The first serious fighting experienced by William Ray and his comrades came late on the afternoon of August 28, 1862, in the opening engagement of the Second Bull Run Campaign. As the “Black Hat Brigade” marched along the Warrenton Turnpike outside Groveton, it was attacked by a much larger Confederate force under the command of General Thomas “Stonewall” Jackson. Surprised, the Western men swung into line and plunged into their first battle. For 90 minutes they exchanged brutal volleys at ranges of 50 yards. When darkness finally brought the bloodshed to a halt, it was discovered two of every five men in the Seventh Wisconsin was dead, wounded, or missing.
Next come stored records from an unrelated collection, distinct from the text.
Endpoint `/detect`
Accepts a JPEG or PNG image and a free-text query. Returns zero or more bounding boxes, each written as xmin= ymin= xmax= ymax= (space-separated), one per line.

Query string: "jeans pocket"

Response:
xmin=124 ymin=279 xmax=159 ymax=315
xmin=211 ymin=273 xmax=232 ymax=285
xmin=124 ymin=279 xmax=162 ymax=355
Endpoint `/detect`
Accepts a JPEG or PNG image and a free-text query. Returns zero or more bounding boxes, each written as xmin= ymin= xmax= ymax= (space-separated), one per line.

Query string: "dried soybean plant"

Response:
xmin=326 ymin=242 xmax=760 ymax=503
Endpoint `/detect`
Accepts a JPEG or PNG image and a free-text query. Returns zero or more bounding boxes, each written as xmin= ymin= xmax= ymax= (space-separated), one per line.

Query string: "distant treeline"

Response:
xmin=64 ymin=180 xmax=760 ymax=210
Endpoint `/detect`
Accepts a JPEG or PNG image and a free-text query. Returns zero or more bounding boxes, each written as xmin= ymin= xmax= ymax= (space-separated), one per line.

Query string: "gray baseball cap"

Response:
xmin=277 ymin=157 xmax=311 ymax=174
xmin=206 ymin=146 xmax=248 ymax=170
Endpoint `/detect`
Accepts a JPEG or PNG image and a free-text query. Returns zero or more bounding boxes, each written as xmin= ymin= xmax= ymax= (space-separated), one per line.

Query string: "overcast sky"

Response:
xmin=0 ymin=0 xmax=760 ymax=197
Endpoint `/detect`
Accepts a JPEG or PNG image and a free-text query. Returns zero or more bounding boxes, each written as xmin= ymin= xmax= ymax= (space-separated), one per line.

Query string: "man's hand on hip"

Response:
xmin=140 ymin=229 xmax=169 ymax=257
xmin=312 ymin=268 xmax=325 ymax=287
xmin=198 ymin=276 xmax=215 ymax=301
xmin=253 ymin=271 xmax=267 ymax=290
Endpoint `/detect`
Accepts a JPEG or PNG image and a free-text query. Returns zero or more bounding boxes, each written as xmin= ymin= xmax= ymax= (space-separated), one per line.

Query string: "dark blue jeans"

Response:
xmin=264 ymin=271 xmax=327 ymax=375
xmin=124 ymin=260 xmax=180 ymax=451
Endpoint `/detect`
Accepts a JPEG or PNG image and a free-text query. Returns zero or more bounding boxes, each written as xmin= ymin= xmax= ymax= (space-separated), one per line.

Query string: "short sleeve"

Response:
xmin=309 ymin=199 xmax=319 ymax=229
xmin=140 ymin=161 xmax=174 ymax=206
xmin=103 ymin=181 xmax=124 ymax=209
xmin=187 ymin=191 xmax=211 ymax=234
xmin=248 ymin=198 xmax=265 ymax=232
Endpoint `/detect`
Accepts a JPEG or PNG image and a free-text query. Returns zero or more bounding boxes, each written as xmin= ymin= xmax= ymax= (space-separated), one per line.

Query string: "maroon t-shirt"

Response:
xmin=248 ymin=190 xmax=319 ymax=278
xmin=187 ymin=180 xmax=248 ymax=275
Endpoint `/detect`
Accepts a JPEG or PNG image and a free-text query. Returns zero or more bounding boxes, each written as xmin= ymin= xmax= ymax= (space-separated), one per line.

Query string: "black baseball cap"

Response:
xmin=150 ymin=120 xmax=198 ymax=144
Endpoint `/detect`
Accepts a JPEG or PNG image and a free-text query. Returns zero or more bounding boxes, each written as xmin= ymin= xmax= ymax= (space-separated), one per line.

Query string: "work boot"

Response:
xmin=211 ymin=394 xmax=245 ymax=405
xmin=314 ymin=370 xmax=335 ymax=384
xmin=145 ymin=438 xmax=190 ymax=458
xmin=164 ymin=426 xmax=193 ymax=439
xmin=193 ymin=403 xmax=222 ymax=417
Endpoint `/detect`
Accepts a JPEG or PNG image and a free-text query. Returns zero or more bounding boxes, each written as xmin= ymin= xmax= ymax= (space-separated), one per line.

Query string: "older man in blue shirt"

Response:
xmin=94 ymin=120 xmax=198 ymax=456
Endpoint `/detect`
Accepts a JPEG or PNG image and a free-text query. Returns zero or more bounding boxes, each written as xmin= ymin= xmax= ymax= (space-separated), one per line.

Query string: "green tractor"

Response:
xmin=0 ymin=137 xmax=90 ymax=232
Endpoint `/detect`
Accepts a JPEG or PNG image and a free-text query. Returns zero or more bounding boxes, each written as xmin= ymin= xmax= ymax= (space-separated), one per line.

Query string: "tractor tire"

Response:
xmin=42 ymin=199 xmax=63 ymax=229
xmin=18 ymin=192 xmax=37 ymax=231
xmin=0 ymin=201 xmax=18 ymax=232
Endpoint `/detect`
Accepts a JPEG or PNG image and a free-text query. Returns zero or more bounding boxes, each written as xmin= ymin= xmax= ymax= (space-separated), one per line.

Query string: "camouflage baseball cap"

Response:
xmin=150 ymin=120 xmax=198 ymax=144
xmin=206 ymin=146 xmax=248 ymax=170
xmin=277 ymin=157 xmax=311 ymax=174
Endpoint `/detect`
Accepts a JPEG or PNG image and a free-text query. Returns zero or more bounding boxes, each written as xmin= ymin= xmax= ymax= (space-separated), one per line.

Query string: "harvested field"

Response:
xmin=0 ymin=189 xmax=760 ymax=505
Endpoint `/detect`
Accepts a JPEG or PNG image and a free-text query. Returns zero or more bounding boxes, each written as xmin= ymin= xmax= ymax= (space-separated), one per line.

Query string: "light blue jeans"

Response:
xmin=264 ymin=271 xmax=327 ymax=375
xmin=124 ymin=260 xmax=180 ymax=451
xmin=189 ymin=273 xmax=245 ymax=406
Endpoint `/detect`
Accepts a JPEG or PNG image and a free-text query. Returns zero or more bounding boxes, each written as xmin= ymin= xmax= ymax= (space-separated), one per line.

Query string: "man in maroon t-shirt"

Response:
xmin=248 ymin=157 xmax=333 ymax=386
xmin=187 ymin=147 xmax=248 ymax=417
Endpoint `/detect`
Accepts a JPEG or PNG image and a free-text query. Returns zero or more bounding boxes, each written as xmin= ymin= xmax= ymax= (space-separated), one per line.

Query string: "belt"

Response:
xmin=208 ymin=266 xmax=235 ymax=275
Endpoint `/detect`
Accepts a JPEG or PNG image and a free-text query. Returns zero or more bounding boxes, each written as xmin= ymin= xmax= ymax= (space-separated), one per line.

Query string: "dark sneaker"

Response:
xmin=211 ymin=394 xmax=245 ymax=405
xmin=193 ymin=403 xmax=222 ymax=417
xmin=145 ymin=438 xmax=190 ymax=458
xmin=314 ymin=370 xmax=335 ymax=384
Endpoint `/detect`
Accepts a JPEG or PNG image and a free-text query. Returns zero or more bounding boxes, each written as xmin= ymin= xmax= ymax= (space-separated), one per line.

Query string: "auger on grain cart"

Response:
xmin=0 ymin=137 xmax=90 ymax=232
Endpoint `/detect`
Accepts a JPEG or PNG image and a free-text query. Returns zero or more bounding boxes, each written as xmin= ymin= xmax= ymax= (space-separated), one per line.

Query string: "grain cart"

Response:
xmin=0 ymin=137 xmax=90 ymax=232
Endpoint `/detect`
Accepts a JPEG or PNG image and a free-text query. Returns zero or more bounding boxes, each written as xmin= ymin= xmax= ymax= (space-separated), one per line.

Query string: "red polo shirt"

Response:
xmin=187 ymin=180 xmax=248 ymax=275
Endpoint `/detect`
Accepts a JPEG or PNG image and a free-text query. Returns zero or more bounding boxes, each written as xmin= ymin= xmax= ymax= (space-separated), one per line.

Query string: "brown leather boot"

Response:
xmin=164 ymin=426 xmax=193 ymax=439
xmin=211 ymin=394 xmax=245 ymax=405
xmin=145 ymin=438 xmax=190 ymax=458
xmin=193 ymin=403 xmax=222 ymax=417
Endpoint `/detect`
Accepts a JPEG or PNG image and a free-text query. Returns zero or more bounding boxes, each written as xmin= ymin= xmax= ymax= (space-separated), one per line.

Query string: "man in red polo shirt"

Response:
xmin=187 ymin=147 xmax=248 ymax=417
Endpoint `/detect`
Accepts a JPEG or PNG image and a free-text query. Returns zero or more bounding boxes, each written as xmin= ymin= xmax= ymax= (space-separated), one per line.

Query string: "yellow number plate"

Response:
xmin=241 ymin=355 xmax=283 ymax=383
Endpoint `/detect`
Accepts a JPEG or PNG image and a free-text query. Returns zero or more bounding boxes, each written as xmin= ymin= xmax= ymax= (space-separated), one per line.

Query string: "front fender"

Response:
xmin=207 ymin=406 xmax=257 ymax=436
One of the first to go down was Private William Ray.
Volume 3
A Wounded Man
January 28, 1862 to March 1, 1862
Wm R. Ray, Co F
7th Regt Wis Vols
[Ed. Note: no entries between December 30, 1861 and January 28, 1862]
Tuesday, January
28, 1862
Well it has been a long time since I have written any and there has some things worthy of note transpired, but to return. This is morning about eight oclock. It commenced raining and is still raining. After breakfast, I put my oilcloth on and went over to the second Regt to see Wm Gleason35 to buy a notebook that he found in a secesh house. It being quite a large book and having some few old accounts in but of no use to me or him either. Well after he got it he commenced to keep a diary of his adventures which is well done and is verry interesting and is of considerable length as he has kept a full detail of the battle of Bull Run or at least what he passed through which makes it verry interesting. And there being a great many pages yet unfilled, I thought it worth $1.00 and gave it for the book and had to leave it with him for one week so that he could copy of what he had written therein to sent to his father and mother. What he wrote is done with a pencil and I shall have to run over it with the pen and ink so that it will not get defaced. There is some of it verry much so now but he will write it over where it is partly rubed out. But it is a large book, at least so much so that I cannot carry it in my pocket and I will be under the necessity of carrying it in my knappsack which I do not like.